Nineteen pizza makers from across the country trekked to Valley City, Ohio at the beginning of November to prove they are the best in the nation at the U.S. Pizza Team’s 2018 U.S. Pizza Cup Northeast Trials. Competing in a “traditional” category, all competitors were limited to two out of five traditional toppings, plus their blends of cheeses and spices. Toppings included pepperoni, sausage, peppers, mushrooms, and onions.
Taking first place was three-time U.S. Pizza Team (USPT) event competitor Lars Smith of State of Mind Public House and Pizzeria in Los Altos, Cal. Lars took first place with his pie featuring State of Mind’s slow proofed dough made with organic California flour, organic California tomato sauce, mozzarella, Point Reyes Toma, dry roasted king and tree oyster, chanterelle, shiitake, cremini and enoki mushrooms. This was complimented with pepperoni, black truffle, pecorino with truffle, and California extra virgin olive oil.
“I got second place in San Diego at the West Coast Trials and I had such a great time with the team and competing with everybody that I had to make it to Ohio,” says Lars, “I really love cooking with all the USPT members, learning from them, getting real feedback from fellow pizza makers. But winning’s fun. I’m not mad about winning.”
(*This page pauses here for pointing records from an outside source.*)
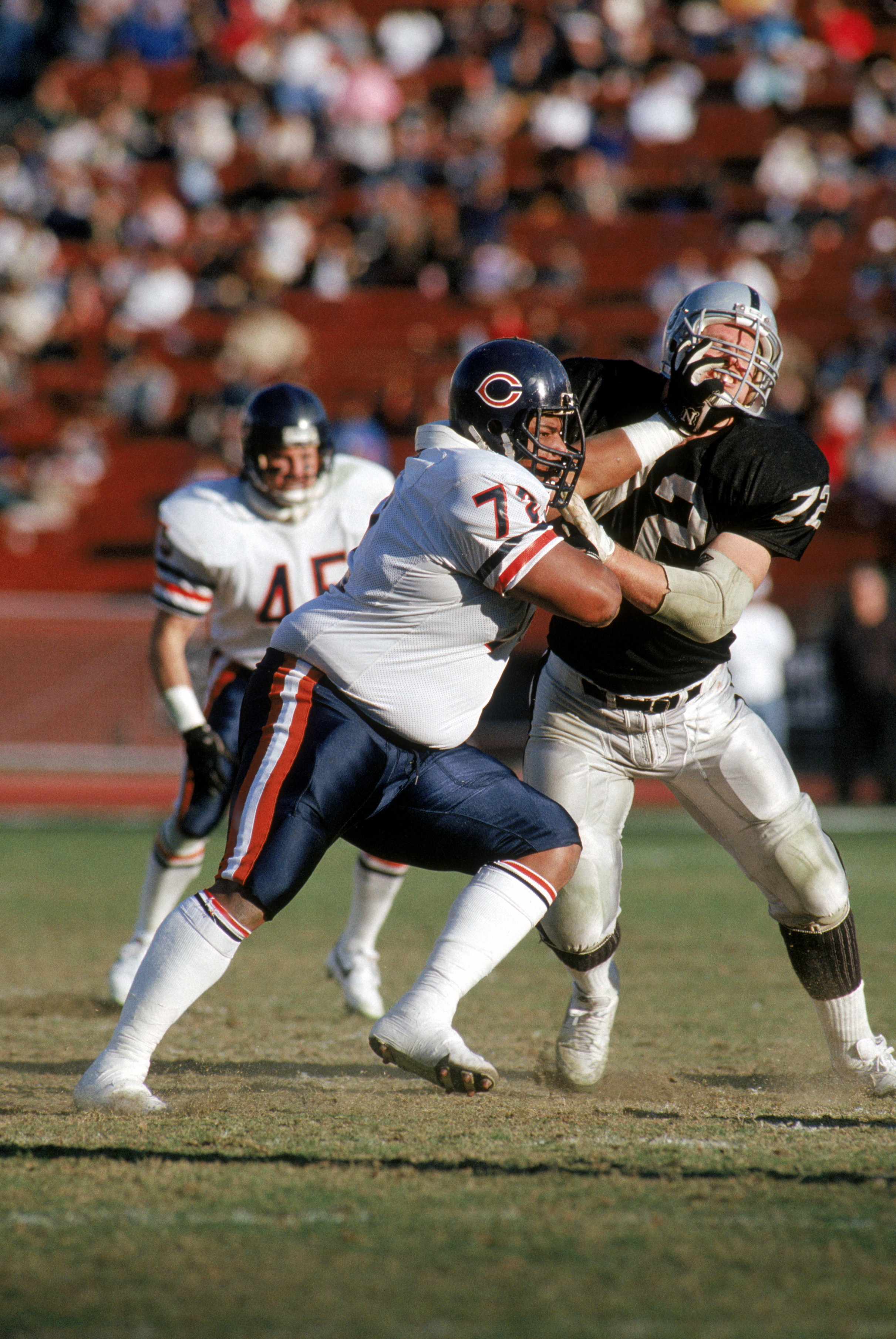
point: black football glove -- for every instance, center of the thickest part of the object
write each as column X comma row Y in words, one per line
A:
column 211, row 761
column 689, row 403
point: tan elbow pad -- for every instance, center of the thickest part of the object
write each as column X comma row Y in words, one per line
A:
column 705, row 604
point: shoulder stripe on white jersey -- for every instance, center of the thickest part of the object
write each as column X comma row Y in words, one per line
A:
column 169, row 571
column 507, row 550
column 525, row 559
column 183, row 602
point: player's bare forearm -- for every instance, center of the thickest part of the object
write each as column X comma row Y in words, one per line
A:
column 610, row 460
column 168, row 650
column 641, row 582
column 574, row 585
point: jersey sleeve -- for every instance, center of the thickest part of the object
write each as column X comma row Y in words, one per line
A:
column 769, row 483
column 183, row 585
column 496, row 529
column 613, row 393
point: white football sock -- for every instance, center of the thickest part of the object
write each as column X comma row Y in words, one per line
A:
column 173, row 864
column 486, row 920
column 844, row 1020
column 377, row 884
column 191, row 951
column 596, row 983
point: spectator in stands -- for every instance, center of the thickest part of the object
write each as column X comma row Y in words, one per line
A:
column 57, row 483
column 358, row 433
column 764, row 642
column 863, row 658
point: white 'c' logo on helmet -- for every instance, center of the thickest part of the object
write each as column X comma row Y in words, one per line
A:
column 497, row 382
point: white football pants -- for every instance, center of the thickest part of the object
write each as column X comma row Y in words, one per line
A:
column 724, row 766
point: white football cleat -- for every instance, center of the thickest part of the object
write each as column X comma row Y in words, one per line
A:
column 124, row 970
column 442, row 1056
column 583, row 1044
column 870, row 1058
column 358, row 974
column 108, row 1088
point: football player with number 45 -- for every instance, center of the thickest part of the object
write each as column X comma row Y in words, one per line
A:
column 694, row 529
column 247, row 552
column 354, row 725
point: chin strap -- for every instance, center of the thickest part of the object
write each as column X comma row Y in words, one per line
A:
column 270, row 509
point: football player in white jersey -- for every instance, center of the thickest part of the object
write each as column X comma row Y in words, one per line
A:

Second place went to USPT veteran Dave Sommers of Mad Mushroom in West Lafayette, Ind. Dave presented the judges a Rosemary dough infused with herbs and spices, house-made fennel sausage and a variety of crimini, oyster, shiitake and baby bella mushrooms, lightly sauteed in a white truffle olive oil and covered with a mixture of gruyere, grand cru, fontina, and mozzarella. All finished with grated extra aged asiago and a “Robusto Gouda.” Third place went to USPT Competing Member Tore Trupiano of Dominic’s Italian Restaurant in Oceanside, California. Tore showed off his hand-milled pizza sauce with fresh tomatoes, infused with chopped basil and spices. A blend of whole milk mozzarella and smoked mozzarella was the canvas for housemade Italian fennel sausage and sauteed sweet onions, accented with olive oil.
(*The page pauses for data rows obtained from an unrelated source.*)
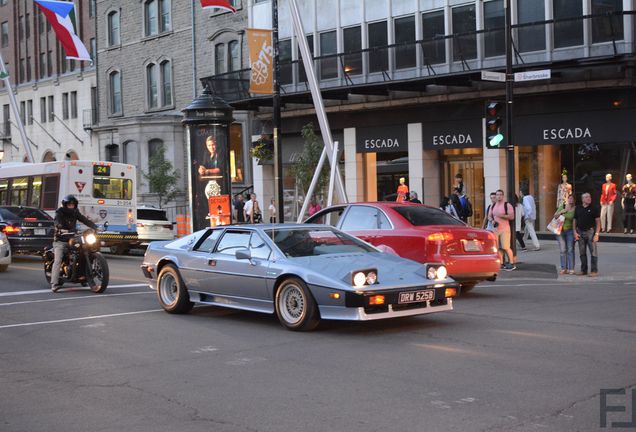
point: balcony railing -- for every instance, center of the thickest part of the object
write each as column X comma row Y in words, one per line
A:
column 446, row 58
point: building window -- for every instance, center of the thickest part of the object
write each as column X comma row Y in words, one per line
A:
column 166, row 83
column 405, row 41
column 464, row 38
column 352, row 38
column 433, row 32
column 531, row 37
column 328, row 47
column 494, row 23
column 219, row 59
column 568, row 33
column 378, row 52
column 64, row 106
column 113, row 29
column 115, row 93
column 151, row 79
column 5, row 34
column 73, row 113
column 51, row 108
column 609, row 27
column 234, row 55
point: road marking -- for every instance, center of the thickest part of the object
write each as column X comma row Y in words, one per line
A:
column 79, row 319
column 74, row 298
column 16, row 293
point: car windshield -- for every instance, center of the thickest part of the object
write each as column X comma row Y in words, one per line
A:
column 303, row 242
column 421, row 216
column 9, row 213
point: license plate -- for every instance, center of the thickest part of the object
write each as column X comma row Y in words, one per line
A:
column 416, row 296
column 472, row 246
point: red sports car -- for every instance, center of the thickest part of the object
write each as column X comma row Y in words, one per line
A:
column 420, row 233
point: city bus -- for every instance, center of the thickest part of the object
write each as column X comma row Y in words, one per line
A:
column 105, row 191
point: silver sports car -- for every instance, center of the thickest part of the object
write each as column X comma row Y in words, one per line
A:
column 303, row 273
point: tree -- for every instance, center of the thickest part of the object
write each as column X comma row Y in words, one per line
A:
column 305, row 165
column 162, row 177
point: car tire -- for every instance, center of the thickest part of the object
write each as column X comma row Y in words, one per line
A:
column 295, row 306
column 171, row 291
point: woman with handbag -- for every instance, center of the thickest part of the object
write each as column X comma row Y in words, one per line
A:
column 566, row 236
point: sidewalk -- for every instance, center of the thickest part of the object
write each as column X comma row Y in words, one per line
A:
column 615, row 262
“To be able to compete with this caliber of competitors and place is an honor,” Sommers says. “I’ll be heading across the pond to compete in London in a few days, so I am trying to figure out how to combine my last few competition pies into an international winner.”
Top prize for the Northeast Trials was a spot on the USPT as a premiere member and a trip to compete in the World Pizza Championships. Other competitors won trophies, signature pizza cutters from Clay’s Woodworking in Punxsutawney, Pennsylvania, and a copy of both “Marketing from the Trenches” by marketing guru and world traveler, Rudolf J. Waldner, and “Risotto and Beyond” by USPT member and culinary phenom John Coletta.
Other competitors in the 2018 U.S. Pizza Cup Northeast Trials were Joe Pinzone, Forno Wood-Fired Catering, Willoughby Hills, Ohio; Michael Athanasopoulos, The Lamb & The Wolf, Rocklin, California; Frank Baird, Franco’s, Mentor, Ohio; Jill Zinn, Jilliano’s Pizzeria, Amherst, Ohio; Kinsey Henderson, Mad Mushroom, Lexington, Kentucky; Dan Uccello; Flo’s Pizzeria, Grand Rapids, Michigan; Mike Russo, Russo Pizza, Medina, Ohio; George Taylor, Taylor’s Neighborhood Pizza & Sandwich Shoppe, Endwell, New York; Dab Satullo, Sauced Pizzeria, Fairview Park, Ohio; Sean Dempsey, Dempsey’s Brewery, Pub and Restaurant, Watertown, South Dakota; RC Gallegos, RC’s NYC Pizza & Pasta, The Woodlands, Texas; Daniel Saccone, Saccone’s Pizza, Austin, Texas; Kyle Rosch, Brenz Pizza Co., Chapel Hill, North Carolina; Patrick Maggi, Maggi’s Pizza, Damascus, Maryland; Anthony Scalia, Lil’ Paisans, Rootstown, Ohio; and Giovanni Labbate, Brick’s Wood Fired Pizza, Mount Prospect, Illinois.
Sponsors for the U.S. Pizza Cup Northeast Trials are Galbani Cheese, Ferrarelle, Molini Spigadoro, Burkett, Greco and Sons, Smithfield, Robo Specialita Alimentari, Bib’s BBQ Sauce, Via Pizzeria 1-2-3, Panino’s Pizza, Master Pizza the U.S. Pizza Team, PMQ Pizza Magazine and Pizza TV.